Statistical analysis was done using GraphPad Prism (RRID:SCR_002798). Graphs show mean values ± standard deviation. Number of replicates and test details are indicated in the corresponding figure legends.
Lymphatic PD-L1 impairs T-cell priming by LECs in vitro
We previously reported that antibody-mediated blockade of PD-L1 promoted the priming of naive CD8+ OT-1 cells by SIINFEKL-presenting cultured mouse LECs (12). However, as PD-L1 is also expressed by CD8+ OT-1 cells themselves and is induced upon activation, we could not rule out that antibody-mediated inhibition of endogenously expressed PD-L1 in CD8+ OT-1 cells could have contributed to this effect. To elucidate the function of LEC-expressed PD-L1 specifically, we generated PD-L1ko LECs using the CrispR–Cas9n approach. Wild-type LECs expressed surface PD-L1 under baseline conditions and upregulated it in response to IFNγ, whereas PD-L1ko LECs had completely lost PD-L1 expression (Fig. 1A and B). When loaded with the SIINFEKL peptide, PD-L1ko LECs were able to prime naive OT-1 cells more efficiently than wild-type LECs, resulting in increased expression of CD69, IFNγ, and a higher proliferation rate (Fig. 1C–E). In addition, PD-L1 and PD-1 expression were increased in OT-1 cells primed by PD-L1ko LECs compared with wild-type LECs, most likely as part of a negative feedback mechanism (Fig. 1F and G). Together, these data demonstrate that PD-L1 expression by antigen-presenting LECs impairs priming of naive CD8+ T cells in vitro.
Generation of a conditional, lymphatic-specific PD-L1ko mouse model
To study the function of lymphatic PD-L1 in vivo, we generated a conditional, lymphatic-specific PD-L1ko mouse model (“PD-L1LECKO mice”) by crossing PD-L1flox mice (14) with the Prox1-Cre-ERT2 line (Supplementary Fig. S1A; ref. 15). As expected, PD-L1 was robustly expressed in LN LECs in naive PD-L1LECKO mice, and was efficiently deleted upon tamoxifen treatment (Supplementary Fig. S1B–S1D). In contrast, Prox1-negative LN blood vascular endothelial cells had a lower baseline expression of PD-L1, which was not affected by tamoxifen (Supplementary Fig. S1E–S1F). Thus, PD-L1LECKO mice are a suitable model to elucidate the effect of lymphatic PD-L1 on immune responses in vivo.

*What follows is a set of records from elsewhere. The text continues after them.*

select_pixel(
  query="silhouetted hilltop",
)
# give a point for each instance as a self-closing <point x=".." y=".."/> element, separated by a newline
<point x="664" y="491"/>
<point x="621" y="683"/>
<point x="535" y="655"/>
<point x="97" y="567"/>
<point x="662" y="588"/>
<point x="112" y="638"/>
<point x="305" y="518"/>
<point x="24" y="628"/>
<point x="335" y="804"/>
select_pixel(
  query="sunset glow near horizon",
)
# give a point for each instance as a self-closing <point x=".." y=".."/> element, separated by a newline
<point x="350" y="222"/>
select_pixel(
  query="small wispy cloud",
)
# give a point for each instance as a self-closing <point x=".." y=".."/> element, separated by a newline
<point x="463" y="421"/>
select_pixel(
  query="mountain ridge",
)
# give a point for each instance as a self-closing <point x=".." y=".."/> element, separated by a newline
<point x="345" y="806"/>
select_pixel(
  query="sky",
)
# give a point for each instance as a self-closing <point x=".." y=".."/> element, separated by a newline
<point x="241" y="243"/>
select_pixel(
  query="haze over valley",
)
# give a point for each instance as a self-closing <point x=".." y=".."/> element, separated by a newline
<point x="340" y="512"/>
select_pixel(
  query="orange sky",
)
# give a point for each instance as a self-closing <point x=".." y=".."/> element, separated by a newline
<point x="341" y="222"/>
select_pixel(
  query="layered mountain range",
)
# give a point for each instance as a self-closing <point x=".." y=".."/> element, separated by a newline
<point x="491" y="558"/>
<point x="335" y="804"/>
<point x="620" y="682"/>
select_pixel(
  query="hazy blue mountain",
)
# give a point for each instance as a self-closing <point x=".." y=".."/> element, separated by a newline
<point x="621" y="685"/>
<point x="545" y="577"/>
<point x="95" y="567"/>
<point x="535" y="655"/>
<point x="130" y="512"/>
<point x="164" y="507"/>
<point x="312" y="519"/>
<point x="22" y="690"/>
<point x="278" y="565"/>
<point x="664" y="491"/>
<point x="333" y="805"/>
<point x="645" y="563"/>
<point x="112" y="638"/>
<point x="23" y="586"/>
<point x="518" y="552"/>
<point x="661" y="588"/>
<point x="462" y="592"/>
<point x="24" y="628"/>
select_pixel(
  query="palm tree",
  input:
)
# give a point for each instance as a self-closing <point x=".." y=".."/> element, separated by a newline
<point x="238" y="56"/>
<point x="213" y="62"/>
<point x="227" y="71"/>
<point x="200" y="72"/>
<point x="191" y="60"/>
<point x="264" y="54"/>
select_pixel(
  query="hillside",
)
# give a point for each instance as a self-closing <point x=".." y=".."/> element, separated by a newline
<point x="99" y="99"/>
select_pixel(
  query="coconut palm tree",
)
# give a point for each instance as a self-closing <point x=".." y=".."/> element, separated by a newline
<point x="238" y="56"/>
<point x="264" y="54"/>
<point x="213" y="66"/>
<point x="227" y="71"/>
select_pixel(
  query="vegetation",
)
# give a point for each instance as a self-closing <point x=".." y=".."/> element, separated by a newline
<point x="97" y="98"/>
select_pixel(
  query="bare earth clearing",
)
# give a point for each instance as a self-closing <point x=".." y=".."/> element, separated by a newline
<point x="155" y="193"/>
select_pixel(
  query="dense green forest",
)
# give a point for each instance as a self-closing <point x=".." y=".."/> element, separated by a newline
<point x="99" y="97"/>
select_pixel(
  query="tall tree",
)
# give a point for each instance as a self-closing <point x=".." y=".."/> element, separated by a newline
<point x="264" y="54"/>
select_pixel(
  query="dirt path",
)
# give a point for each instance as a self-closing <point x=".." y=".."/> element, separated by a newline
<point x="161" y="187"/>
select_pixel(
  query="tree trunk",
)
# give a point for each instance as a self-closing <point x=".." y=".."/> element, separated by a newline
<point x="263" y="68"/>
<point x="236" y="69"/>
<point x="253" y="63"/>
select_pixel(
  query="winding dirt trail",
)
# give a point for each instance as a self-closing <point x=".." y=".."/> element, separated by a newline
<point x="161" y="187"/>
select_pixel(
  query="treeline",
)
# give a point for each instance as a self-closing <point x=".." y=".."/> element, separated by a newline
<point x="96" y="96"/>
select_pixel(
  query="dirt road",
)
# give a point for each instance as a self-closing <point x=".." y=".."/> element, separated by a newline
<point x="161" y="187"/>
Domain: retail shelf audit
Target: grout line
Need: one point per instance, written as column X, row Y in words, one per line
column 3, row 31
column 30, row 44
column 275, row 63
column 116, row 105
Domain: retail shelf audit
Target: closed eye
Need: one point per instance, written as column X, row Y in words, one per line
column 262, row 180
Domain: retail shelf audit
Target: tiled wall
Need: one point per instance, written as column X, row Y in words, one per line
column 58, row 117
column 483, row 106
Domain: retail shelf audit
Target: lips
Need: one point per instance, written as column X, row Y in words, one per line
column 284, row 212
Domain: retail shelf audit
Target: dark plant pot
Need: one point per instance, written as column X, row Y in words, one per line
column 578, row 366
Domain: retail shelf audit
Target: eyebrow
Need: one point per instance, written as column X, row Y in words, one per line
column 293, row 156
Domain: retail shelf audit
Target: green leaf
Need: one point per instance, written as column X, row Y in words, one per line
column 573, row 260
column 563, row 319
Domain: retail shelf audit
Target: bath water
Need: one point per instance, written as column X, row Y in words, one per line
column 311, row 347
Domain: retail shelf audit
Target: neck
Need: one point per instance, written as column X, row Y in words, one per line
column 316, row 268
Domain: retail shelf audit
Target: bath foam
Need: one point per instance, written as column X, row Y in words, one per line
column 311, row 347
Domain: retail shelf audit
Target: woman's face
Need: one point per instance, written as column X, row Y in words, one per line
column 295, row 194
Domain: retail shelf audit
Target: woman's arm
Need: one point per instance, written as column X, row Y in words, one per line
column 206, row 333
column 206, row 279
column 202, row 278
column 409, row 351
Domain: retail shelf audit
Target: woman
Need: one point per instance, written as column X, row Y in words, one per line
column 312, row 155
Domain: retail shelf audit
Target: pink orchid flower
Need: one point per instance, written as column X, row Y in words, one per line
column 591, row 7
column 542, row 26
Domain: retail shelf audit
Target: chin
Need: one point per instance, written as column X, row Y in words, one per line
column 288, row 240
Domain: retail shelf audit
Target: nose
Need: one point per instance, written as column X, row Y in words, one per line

Lymphatic PD-L1 deletion amplifies tumor-specific CD8+ T-cell responses
To elucidate the role of LEC-expressed PD-L1 in tumor-specific CD8+ T-cell responses, we implanted B16-ova melanoma cells orthotopically into the flank skin of tamoxifen-treated PD-L1LECKO mice. Cre− littermates served as controls. Primary tumor growth was not affected by lymphatic PD-L1 deletion (Fig. 2A), in line with a previous report showing that growth of B16-ova tumors was not affected in bone marrow-chimeric mice lacking stromal PD-L1 expression (13). In contrast to this report, however, we did not observe an increase in the frequency of CD8+ T cells, neither in the primary tumor, nor in draining LNs or the spleen (Fig. 2B), suggesting that PD-L1 expression by stromal cells other than LECs controls overall accumulation of CD8+ T cells in tumors. Next, we used flow cytometry to analyze the T-cell response in greater detail (Supplementary Fig. S2). Importantly, using tetramers to detect CD8+ T cells specific for the SIINFEKL peptide derived from ovalbumin and the EGSRNQDWL peptide derived from the endogenous melanoma antigen pmel (gp100), which is expressed by B16F10 cells (22), we found a significant increase in the frequency of these cells in the draining inguinal and axillary LNs (both ova- and pmel-specific T cells) and the spleen (only pmel-specific T cells), but not in primary tumors (Fig. 2C–E). No changes in the activation profile or the memory status of the overall CD8+ T-cell population could be detected, whereas the frequency of CD4+ FoxP3+ Treg cells was slightly reduced in the spleens of Cre+ PD-L1LECKO mice (Supplementary Fig. S3A–S3C). These data indicate that lymphatic PD-L1 limits priming, expansion or survival of tumor-specific CD8+ T cells in vivo, particularly in tumor-draining LNs where lymphatic PD-L1 expression is constitutively high.
Because the B16F10 melanoma model is intrinsically resistant to systemic PD-1/PD-L1 blockade, we next sought to challenge PD-L1LECKO mice with a second, sensitive tumor model. To this end, we engineered MC38 colorectal carcinoma cells to express ovalbumin and implanted them orthotopically into the rectal mucosa of PD-L1LECKO mice and Cre− controls. Three weeks later, tumors, draining (caudal mesenteric and iliac) LNs, and spleens were collected and analyzed. Like in the B16F10 model (12, 13), tumor-associated lymphatic vessels strongly upregulated PD-L1 expression (Fig. 2F). Importantly, tumor weight at the endpoint was significantly reduced by lymphatic PD-L1 deletion in this model (Fig. 2G). Furthermore, although the total frequency of CD8+ T cells was unchanged as in the B16-ova model (Fig. 2H), the frequency of ova-specific CD8+ T cells was again increased in tumor-draining LNs, but not in primary tumors or the spleen, and the frequency of CD8+ T cells specific for the endogenous tumor antigen p15e tended to be increased in tumor-draining LNs as well (Fig. 2I–K). Again, we found no major differences in the activation profile and the memory status of the total CD8+ T-cell population in any of the organs analyzed (Supplementary Fig. S3D and S3E). Thus, lymphatic PD-L1 expression enhances primary tumor growth in the MC38 model and reduces the expansion of tumor-specific T cells independently of the tumor model and the site of tumor cell injection.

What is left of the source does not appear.